Когда «таракан» скрылся из виду за холмом, Лэнтри ступил с дороги на землю, в близлежащий лесок. Ох уж мне этот дурацкий мир услужливых идиотов, думал он. Господи, тебя считают умалишённым уже из-за того, что ты не разъезжаешь на их приспособлениях для шуршания по дорогам, а просто-напросто идёшь пешком. Это наводит на единственную в такой ситуации логическую посылку: ему нельзя больше разгуливать пешком, он должен раскатывать на их «тараканах». Надо было соглашаться, когда тот малый предлагал его подвезти.

Остаток ночи он продолжал шагать вдоль дороги, сворачивая в подлесок всякий раз, когда появлялась очередная машина. На рассвете он забрался в сухой водосток и смежил веки.

* * *

Сон, приснившийся ему, был совершенен, как бывает совершенна по своей кристаллической структуре снежинка.

Он увидел кладбище, в могиле которого он лежал глубоко под слоем земли и дозревал до судьбоносного момента в течение целых столетий. Он услышал шаги возвращающихся ранним утром на работу могильщиков, пришедших довести до конца начатое вчера.

— Передай мне, пожалуйста, лопату, Джим.

— Держи. Ну что, поехали?

— Погоди-ка, погоди!

— Ну что там ещё?

— А ну глянь сюда. Мы ж с тобой вчера ушли, а жмурика оставили на утро, так?

— Так.

— Гроб оставался тут, присыпанный немного, так?

— Ну так.

— А теперь, глянь-ка сюда, он пустой и раскрытый!

— Да мы, небось, могилой ошиблись.

— Как там на надгробии написано?

— Лэнтри. Уильям Лэнтри.

— Он самый.
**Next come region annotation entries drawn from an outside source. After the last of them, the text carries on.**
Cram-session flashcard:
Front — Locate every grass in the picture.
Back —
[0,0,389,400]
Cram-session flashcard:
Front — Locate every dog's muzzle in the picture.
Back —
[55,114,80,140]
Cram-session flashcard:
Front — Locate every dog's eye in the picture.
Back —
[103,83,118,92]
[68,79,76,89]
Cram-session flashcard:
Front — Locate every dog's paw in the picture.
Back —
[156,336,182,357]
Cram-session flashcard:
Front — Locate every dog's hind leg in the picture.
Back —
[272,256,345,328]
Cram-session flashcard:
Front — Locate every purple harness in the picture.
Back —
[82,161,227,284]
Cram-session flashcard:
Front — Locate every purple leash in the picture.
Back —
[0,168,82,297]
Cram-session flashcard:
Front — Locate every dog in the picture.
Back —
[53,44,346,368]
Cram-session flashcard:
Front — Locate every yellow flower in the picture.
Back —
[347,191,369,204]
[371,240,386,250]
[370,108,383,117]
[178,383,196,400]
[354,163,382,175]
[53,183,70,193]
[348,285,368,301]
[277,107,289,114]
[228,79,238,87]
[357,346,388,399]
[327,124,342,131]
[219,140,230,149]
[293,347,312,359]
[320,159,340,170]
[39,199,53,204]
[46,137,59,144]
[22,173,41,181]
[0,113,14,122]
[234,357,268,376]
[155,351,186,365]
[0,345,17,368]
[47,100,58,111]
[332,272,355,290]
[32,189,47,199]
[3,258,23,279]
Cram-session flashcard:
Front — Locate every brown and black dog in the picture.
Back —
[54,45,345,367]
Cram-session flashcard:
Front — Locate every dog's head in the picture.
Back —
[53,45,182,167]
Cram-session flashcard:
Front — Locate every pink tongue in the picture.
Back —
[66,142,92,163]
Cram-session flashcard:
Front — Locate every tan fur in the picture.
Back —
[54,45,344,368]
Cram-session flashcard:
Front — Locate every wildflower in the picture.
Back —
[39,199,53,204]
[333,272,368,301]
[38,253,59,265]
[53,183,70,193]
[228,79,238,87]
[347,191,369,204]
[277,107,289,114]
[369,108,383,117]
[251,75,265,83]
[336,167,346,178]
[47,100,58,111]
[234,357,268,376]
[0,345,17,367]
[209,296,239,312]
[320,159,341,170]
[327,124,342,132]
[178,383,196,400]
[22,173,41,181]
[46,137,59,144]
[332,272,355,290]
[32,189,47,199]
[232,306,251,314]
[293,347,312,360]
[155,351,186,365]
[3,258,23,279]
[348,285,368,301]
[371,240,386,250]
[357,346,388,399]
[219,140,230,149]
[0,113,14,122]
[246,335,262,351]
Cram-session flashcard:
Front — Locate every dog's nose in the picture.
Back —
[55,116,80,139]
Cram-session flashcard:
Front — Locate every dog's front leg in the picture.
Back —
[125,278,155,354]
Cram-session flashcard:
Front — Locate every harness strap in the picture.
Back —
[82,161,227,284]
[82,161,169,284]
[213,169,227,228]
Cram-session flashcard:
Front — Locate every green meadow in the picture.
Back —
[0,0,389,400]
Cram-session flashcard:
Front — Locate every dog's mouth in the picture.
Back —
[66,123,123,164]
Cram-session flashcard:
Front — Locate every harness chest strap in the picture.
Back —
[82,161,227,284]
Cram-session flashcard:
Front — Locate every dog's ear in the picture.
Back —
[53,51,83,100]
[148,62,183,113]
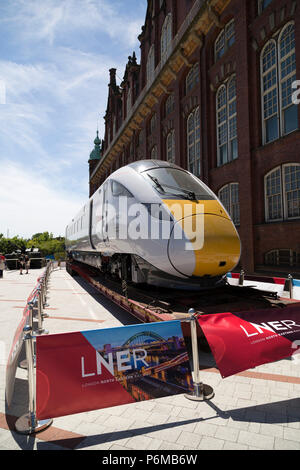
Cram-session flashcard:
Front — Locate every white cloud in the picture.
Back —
[0,162,86,238]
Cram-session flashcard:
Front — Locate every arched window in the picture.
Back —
[146,44,155,84]
[165,94,175,116]
[126,88,132,117]
[166,129,175,163]
[185,62,200,94]
[149,113,157,135]
[160,13,172,64]
[278,23,298,135]
[216,76,238,166]
[261,22,298,144]
[187,108,201,176]
[258,0,272,14]
[215,20,235,61]
[218,183,240,225]
[265,163,300,222]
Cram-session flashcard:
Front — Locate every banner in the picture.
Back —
[198,305,300,378]
[36,321,193,419]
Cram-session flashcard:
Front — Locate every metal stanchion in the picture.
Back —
[185,308,215,401]
[15,325,53,434]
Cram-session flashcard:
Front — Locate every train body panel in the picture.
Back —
[66,160,240,287]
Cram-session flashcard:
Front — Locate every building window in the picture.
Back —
[165,94,175,116]
[258,0,272,14]
[160,13,172,63]
[265,249,300,267]
[187,108,201,176]
[265,163,300,222]
[146,44,155,84]
[261,23,298,144]
[166,129,175,163]
[151,145,158,160]
[185,62,200,94]
[218,183,240,225]
[215,20,235,61]
[216,76,238,166]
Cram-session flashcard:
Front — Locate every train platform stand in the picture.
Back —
[0,267,300,452]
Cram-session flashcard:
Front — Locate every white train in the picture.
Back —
[66,160,241,288]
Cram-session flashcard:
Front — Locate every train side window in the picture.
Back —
[111,181,133,197]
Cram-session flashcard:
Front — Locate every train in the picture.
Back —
[66,160,241,290]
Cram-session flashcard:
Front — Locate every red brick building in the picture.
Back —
[89,0,300,273]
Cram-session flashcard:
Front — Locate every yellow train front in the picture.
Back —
[67,160,241,289]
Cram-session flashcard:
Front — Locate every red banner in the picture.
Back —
[36,321,193,419]
[198,306,300,378]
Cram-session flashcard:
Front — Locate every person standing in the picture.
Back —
[0,253,6,279]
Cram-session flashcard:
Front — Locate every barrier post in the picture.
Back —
[15,325,53,434]
[239,269,245,286]
[185,308,214,401]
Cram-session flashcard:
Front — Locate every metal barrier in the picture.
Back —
[15,261,53,434]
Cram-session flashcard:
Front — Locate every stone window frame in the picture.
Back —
[218,181,240,227]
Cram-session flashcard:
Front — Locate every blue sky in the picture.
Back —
[82,321,182,349]
[0,0,147,238]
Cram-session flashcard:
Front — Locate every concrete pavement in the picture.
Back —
[0,269,300,452]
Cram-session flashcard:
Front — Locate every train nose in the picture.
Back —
[168,214,241,277]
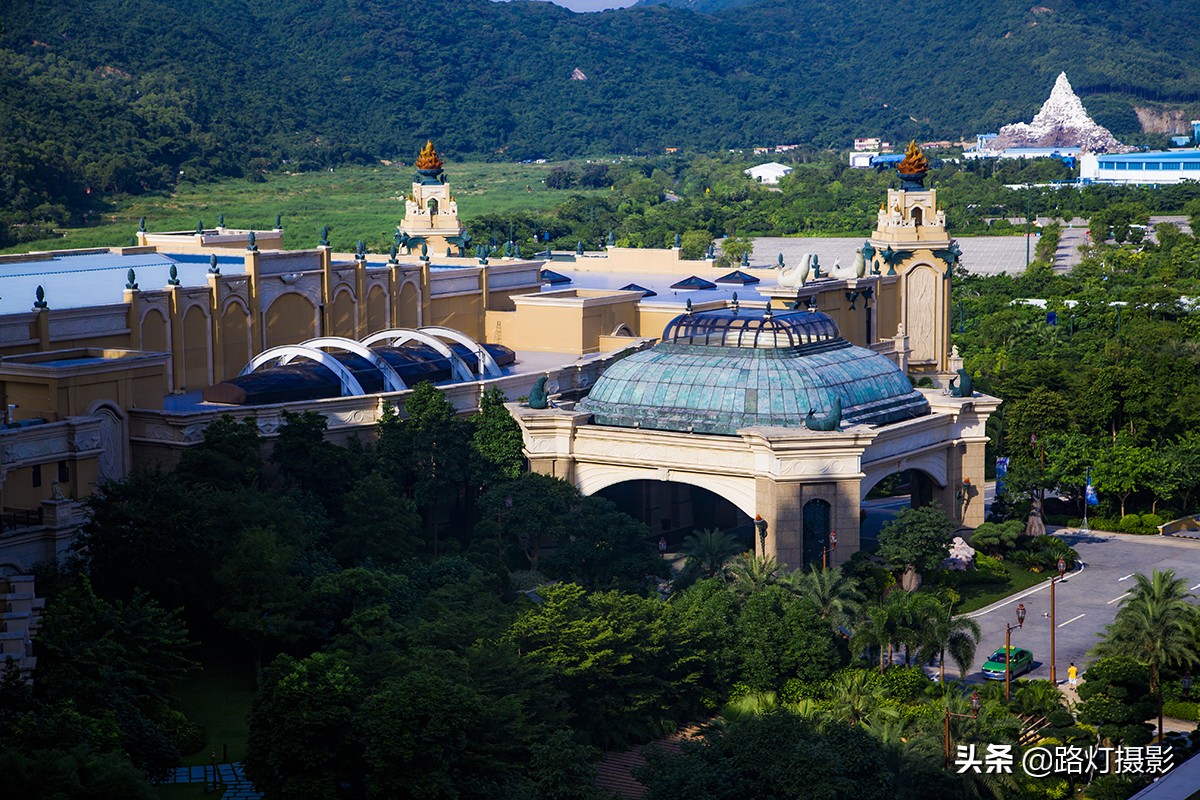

Я точно запомнил. Удрал наш Уильям Лэнтри. Смылся!

— А чего с ним, с жмуриком, могло такого приключиться?

— Откуда я знаю. Вчера вечером тут было тело.

— Но мы ж с тобой наверняка-то не знаем: было — не было. Мы внутрь не заглядывали.

— Не будь дурнем! Кто ж станет пустой-то гроб закапывать? Нет, он в этом самом ящике точно лежал, я знаю. А теперь не лежит.

— Я ж тебе талдычу: ящик запросто мог быть и пустым.